Siam has also requested that localization norms under the Production-Linked Incentive (PLI) scheme and the PM E-Drive initiative be temporarily relaxed. This would allow automakers to use imported components without forfeiting eligibility for government incentives.
“Applicants under both the PM E-Drive Scheme and Auto PLI Scheme should be granted temporary exemption/relaxation from the compliance requirements under PMP (Phased Manufacturing Programme) timelines and DVA (Domestic Value Addition) thresholds, specifically for components/aggregates affected by the REM supply crisis,” Siam wrote. The letter also urged the heavy industries ministry to request the finance ministry to cap the BCD on imported motors at 7.5%.
Siam’s membership includes major players such as Maruti Suzuki India Ltd, Hyundai Motor India Ltd, Tata Motors Ltd, Bajaj Auto Ltd, Mahindra and Mahindra Ltd, and TVS Motor Co Queries emailed to Siam remained unanswered at the time of publication.
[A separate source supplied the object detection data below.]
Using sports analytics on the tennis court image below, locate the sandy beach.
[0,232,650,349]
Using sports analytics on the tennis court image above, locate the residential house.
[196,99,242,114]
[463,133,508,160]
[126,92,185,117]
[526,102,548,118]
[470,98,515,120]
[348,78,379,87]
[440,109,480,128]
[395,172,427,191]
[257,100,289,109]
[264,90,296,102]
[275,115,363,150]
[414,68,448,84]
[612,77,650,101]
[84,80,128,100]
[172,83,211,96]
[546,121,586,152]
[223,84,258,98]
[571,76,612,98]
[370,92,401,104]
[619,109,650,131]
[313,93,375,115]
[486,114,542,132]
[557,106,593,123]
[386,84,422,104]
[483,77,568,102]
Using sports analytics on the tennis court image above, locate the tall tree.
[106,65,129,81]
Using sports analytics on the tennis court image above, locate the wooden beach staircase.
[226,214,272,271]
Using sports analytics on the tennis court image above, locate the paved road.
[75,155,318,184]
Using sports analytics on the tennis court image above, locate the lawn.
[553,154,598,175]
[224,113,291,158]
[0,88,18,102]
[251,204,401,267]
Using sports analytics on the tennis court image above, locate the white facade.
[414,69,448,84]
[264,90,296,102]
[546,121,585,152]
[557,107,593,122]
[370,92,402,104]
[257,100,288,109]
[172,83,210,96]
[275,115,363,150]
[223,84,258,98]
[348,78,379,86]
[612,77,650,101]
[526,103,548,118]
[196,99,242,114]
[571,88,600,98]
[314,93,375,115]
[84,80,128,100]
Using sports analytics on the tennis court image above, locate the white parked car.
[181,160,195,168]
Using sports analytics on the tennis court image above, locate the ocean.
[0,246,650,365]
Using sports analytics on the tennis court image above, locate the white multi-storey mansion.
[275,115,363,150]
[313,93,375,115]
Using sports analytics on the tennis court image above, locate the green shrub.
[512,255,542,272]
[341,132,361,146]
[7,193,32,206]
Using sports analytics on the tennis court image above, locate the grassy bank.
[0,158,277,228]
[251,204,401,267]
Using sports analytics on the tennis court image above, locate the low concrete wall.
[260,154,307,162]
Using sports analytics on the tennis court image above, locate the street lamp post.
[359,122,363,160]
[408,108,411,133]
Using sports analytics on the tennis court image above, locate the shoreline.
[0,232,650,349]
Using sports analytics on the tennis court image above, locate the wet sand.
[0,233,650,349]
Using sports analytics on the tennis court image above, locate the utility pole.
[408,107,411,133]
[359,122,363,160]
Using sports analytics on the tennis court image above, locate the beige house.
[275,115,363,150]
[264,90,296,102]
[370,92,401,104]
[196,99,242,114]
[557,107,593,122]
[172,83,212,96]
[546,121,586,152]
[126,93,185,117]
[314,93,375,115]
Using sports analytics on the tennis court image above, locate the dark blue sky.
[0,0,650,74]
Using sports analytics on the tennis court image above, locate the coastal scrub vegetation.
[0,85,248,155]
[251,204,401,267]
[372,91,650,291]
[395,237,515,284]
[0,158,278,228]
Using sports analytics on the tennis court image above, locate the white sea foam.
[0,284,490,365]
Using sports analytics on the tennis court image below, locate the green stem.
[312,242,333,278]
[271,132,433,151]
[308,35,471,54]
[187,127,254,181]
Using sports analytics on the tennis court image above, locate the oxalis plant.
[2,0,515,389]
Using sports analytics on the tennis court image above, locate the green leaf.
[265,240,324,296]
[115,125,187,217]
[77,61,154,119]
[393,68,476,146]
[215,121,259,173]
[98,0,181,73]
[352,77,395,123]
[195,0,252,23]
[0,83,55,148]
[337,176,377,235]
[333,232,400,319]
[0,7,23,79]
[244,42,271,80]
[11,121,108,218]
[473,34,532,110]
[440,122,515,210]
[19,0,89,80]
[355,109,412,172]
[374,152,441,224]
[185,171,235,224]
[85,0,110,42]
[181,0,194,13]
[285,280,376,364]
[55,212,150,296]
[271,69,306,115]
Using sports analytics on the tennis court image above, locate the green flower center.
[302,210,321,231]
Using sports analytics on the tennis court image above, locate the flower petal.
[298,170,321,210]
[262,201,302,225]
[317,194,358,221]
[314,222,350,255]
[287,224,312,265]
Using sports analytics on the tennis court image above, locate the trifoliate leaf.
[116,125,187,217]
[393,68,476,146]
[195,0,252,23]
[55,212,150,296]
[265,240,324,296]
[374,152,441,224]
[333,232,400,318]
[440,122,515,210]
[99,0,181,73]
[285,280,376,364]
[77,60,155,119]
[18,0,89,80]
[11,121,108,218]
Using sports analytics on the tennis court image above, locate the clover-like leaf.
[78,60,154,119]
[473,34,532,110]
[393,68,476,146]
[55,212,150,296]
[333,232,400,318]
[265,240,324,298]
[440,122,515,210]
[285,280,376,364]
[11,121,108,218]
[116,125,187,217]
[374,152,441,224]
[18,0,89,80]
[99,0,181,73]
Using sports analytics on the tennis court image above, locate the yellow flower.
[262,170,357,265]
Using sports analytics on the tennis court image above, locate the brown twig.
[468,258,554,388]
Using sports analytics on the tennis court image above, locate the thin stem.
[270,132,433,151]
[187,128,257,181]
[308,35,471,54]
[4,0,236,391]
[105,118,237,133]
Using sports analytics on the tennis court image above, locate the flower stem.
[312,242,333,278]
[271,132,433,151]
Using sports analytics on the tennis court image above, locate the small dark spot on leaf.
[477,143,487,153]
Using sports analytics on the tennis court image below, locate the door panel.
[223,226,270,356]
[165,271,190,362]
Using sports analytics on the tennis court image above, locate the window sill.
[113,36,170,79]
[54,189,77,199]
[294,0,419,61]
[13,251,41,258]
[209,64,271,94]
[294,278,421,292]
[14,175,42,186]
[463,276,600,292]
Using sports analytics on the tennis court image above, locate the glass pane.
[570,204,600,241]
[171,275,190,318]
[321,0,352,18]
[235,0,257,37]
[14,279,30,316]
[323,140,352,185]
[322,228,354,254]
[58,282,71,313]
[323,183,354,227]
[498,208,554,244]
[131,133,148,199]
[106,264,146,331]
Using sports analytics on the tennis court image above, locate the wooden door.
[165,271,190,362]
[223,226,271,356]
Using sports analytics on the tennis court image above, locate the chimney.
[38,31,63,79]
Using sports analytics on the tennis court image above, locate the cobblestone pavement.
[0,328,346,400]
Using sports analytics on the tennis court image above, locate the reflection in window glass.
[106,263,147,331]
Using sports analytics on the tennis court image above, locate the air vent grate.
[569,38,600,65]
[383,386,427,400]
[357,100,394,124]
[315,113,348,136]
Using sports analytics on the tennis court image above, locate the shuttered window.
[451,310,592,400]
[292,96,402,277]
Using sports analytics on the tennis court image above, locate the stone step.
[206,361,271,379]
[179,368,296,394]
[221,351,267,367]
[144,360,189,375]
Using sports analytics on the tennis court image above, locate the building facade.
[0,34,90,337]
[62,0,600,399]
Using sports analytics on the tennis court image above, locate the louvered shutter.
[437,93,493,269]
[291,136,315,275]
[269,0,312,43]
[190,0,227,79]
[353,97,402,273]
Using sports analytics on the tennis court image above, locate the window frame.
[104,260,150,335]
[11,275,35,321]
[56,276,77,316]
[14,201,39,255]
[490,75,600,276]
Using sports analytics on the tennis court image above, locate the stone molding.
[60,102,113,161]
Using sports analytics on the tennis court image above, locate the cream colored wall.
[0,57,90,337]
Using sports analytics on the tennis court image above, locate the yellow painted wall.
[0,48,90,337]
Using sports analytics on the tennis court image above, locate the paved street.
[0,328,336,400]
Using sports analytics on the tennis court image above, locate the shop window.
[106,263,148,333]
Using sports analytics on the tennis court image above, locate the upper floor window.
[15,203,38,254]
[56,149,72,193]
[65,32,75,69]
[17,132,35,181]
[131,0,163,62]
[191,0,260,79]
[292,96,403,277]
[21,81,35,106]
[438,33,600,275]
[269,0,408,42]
“If China relaxes its restrictions, then we will return to normal; but if it doesn't, there are no quick solutions,” said SB Mohanty, acting chairman and managing director of IREL Ltd, the state-owned rare earths company, told The Mint in an interview.
On 24 June, Heavy Industries Minister H.D. Kumaraswamy said that the government is considering a scheme to subsidize domestic production of rare earth magnets, and stakeholder consultations are currently underway.
Industry experts warn that any cost increase due to the supply crunch is likely to be passed on to consumers, as automakers operate with thin profit margins. Harshvardhan Sharma, Group Head for Auto Tech and Innovation at Nomura Research Institute Consulting & Solutions India, said the difference in duties, combined with logistics and supplier markups, could increase the landed cost of motors by 18–25%. “Any increase in motor prices — due to full motor imports — cascades directly into final vehicle pricing unless offset by subsidies or economies of scale,” Sharma said.
The traction motor — the most critical component in an EV — relies heavily on rare earth magnets. Automakers have held several rounds of consultations with the government in recent months, warning that production lines will be at risk if the issue remains unresolved. Bajaj Auto had already flagged the threat in its post-earnings call on 29 May, cautioning that output could be hit as early as July.
Srihari Mulgund, Partner at EY Parthenon, noted that relying on motor imports would hand over more market control to China.
“China has the capacity to meet India’s demand, and for low-voltage motors used in two-wheelers and three-wheelers, India could emerge as a key player. But with razor-thin margins in this industry, any cost hike is bound to be passed on to buyers, which may impact demand,” he said.
Several automakers, including Maruti Suzuki, Mahindra, Tata Motors, and Hyundai, have already raised prices in 2025 by 1–4%. Experts warn that further price hikes could hurt demand, especially with the festive season around the corner and a market already showing signs of weakness.
“Along with the increase in cost, automakers will face compliance-related expenses as well, since new motors will have to be homologated with regulatory authorities,” Mulgund added.
According to industry estimates, Indian car market is expected to grow by 1–2% in FY26. In 2025, it grew by 2% to reach 4.3 million units.
Two people familiar with the situation told Mint that Chinese suppliers are now asking Indian companies to purchase fully built motors instead of raw rare earth magnets, which would impact local manufacturing efforts.
“If motors begin to be imported from China, it will put our localisation efforts under threat and make firms more dependent on China,” one of the sources said. Increased reliance on China — especially for components critical to clean fuel vehicles — could also hinder India’s Make in India initiative.
Nomura Research Institute estimates that traction motors account for 13–18% of the bill of materials in electric two-wheelers, and 8–10% in passenger EVs, where batteries alone contribute 35–40%.